1. Test \({H_0}:p = .5\) against \({H_0}:p > .5\), where p is the proportion of customers who do not like the snack food. Use \(\alpha = 0.10\).
   1 0 0 1 2 0 1 1 0 0 0 1 0 2 0 2 2 0 0 1 1 0 0 0 0 1 0 2 0 0 0 1 0 0 1 0 0 1 0 1 0 2 0 0 1 1 0 0 0 1

The number of sample size is 50.

The hypothesis are given by

\(\begin{aligned}{H_0}:p = .5\\{H_a}:p > .5\end{aligned}\)

A null hypothesis is a statistical supposition that claims there is no difference between specific features of a population as well as data-generating activity.
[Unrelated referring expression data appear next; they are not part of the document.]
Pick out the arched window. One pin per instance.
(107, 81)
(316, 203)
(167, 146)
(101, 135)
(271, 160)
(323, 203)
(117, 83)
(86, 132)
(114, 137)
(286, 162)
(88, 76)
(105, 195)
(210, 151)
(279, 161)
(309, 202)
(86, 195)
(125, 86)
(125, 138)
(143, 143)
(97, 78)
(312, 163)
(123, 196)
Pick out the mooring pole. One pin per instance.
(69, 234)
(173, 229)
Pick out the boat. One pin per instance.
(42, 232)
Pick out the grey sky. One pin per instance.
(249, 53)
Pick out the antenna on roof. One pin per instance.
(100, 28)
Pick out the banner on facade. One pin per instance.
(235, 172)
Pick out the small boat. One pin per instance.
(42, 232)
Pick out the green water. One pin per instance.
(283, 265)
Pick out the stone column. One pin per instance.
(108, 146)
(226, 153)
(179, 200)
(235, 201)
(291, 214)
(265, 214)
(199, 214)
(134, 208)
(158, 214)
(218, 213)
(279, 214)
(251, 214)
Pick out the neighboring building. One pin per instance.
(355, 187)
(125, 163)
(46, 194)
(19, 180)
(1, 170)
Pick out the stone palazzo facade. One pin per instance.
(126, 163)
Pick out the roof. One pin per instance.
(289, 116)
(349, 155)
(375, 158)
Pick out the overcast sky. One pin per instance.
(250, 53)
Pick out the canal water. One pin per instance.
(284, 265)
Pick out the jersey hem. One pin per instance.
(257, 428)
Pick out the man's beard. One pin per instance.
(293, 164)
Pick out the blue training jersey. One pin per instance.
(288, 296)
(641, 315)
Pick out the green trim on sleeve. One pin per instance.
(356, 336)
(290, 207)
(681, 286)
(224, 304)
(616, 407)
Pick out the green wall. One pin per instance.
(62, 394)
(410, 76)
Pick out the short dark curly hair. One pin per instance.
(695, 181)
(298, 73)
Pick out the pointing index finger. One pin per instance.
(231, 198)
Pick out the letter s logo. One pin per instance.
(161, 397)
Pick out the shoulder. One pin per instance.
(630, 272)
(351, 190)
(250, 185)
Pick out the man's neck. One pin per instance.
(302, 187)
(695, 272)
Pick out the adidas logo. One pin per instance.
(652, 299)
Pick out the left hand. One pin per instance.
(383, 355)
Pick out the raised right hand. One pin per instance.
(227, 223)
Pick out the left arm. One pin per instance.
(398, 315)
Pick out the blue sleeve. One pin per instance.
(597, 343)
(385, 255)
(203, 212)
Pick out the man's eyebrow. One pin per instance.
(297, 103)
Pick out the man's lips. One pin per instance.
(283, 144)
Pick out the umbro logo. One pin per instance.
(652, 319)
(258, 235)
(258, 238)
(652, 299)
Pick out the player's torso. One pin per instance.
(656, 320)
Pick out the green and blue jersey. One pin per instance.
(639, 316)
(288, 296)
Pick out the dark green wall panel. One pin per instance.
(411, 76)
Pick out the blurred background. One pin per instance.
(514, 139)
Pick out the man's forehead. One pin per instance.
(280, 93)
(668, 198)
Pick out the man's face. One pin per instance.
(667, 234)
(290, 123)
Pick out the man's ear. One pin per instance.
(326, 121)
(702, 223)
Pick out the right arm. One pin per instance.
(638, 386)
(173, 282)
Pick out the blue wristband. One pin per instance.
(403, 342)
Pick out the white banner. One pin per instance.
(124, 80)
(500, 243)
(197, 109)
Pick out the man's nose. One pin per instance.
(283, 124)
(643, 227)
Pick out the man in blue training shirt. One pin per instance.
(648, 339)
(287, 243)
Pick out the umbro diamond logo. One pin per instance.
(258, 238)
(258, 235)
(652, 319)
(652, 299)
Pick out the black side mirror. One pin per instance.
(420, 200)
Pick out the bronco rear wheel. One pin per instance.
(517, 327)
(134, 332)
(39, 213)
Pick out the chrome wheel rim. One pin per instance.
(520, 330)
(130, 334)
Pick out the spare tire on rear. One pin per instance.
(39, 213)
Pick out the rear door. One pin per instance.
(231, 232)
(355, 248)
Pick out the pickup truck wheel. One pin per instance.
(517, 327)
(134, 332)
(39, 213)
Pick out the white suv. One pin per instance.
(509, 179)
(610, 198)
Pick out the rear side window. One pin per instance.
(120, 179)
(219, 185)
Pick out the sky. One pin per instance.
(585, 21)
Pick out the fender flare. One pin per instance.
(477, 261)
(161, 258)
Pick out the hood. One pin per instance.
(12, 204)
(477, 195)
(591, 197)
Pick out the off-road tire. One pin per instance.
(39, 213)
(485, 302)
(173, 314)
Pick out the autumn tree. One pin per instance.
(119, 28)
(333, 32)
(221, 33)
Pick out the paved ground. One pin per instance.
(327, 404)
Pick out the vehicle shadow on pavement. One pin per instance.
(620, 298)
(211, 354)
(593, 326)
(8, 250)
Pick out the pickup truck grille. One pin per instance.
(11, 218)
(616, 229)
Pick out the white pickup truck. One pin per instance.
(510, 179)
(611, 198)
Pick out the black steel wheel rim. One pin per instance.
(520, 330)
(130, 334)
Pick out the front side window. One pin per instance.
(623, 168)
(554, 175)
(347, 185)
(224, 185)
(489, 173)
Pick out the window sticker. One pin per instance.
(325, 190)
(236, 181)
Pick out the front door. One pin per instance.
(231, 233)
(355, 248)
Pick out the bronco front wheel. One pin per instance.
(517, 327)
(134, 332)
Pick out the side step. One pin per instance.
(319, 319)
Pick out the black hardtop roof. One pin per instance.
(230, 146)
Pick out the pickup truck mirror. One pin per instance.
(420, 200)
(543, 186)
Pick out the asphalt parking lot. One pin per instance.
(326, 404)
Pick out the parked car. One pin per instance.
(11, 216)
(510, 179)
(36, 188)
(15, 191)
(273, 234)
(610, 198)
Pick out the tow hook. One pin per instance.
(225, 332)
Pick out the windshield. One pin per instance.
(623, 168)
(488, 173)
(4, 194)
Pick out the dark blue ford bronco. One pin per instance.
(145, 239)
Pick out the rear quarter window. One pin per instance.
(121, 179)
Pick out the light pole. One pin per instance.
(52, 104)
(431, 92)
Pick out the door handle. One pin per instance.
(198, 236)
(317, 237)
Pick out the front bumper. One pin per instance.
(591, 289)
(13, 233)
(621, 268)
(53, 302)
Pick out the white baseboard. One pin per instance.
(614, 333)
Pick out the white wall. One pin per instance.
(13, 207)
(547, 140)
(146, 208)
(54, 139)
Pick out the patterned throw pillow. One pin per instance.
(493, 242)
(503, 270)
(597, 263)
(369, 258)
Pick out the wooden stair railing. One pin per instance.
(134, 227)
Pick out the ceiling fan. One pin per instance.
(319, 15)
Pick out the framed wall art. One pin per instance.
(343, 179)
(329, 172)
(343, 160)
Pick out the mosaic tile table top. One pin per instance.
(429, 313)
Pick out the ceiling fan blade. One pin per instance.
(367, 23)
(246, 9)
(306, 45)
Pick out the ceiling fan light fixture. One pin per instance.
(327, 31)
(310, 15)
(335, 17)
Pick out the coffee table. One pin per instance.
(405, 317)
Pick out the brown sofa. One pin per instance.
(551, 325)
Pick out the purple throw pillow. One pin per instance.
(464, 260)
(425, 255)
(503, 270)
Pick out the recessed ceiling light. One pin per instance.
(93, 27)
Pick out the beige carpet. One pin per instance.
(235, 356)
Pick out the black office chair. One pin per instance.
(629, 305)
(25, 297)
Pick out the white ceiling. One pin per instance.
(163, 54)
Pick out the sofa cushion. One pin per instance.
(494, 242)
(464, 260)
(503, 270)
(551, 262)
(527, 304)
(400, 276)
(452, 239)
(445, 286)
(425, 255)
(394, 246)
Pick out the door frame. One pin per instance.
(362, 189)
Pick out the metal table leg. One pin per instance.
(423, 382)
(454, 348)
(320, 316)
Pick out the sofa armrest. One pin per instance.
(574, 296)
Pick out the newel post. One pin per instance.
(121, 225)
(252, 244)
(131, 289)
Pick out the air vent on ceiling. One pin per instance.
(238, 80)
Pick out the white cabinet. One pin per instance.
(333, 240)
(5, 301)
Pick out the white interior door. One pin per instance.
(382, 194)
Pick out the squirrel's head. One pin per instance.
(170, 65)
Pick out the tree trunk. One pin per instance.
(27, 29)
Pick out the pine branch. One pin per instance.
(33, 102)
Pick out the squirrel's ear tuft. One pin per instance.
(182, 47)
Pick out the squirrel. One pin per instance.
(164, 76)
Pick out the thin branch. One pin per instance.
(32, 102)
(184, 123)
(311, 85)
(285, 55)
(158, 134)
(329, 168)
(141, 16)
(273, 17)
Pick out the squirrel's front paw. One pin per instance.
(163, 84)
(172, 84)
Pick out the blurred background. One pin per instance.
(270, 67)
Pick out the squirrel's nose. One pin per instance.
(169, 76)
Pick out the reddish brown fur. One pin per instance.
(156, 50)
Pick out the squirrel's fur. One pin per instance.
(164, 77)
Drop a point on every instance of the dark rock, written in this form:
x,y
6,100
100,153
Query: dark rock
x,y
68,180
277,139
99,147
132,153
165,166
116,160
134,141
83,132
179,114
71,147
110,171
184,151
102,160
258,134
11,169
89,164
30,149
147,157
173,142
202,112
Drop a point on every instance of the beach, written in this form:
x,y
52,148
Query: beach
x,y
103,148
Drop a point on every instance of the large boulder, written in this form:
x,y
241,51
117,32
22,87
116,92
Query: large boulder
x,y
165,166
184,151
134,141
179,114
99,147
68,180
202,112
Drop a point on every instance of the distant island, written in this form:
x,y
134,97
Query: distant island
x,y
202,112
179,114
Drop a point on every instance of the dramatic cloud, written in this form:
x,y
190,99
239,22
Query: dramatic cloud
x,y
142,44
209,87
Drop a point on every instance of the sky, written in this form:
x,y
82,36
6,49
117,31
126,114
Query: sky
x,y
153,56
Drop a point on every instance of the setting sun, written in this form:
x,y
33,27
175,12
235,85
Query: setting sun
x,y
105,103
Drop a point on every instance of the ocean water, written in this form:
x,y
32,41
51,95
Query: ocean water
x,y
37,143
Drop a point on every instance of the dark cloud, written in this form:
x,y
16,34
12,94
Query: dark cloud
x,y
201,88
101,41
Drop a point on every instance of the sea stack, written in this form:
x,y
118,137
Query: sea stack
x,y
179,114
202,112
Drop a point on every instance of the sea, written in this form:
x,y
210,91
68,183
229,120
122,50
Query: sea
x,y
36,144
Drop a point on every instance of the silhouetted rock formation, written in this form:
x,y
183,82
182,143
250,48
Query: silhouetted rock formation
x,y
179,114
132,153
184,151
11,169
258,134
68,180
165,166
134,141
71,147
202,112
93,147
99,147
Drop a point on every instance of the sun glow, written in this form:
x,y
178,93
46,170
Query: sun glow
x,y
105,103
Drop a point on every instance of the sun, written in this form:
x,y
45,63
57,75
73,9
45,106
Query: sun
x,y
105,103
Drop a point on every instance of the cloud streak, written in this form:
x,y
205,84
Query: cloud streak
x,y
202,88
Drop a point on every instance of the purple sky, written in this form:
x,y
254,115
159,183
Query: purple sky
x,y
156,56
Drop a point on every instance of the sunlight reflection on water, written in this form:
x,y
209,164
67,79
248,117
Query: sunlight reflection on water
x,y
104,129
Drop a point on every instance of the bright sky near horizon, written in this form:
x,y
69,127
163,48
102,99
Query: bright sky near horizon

The alternate hypothesis asserts that there is a distinction. Hypothesis test enables you to reject a null hypothesis with a particular confidence level.

The proportion of customers who do not like the snack food is given below

\(\begin{aligned}\hat p &= \frac{{29}}{{50}}\\ &= 0.58\end{aligned}\)

The test statistic is calculated as

\(\begin{aligned}z &= \frac{{\hat p - p}}{{\sqrt {\frac{{pq}}{n}} }}\\ &= \frac{{0.58 - 0.5}}{{\sqrt {\frac{{.5 \times .5}}{{50}}} }}\\ &= \frac{{0.08}}{{0.07}}\\ &= 1.142\end{aligned}\)

Therefore, the test statistic is 1.142.

Rejection region \(z > {z_{0.1}} = 1.282\)

Therefore, the calculated z-value does not fall in the rejection region. We do not reject the null hypothesis.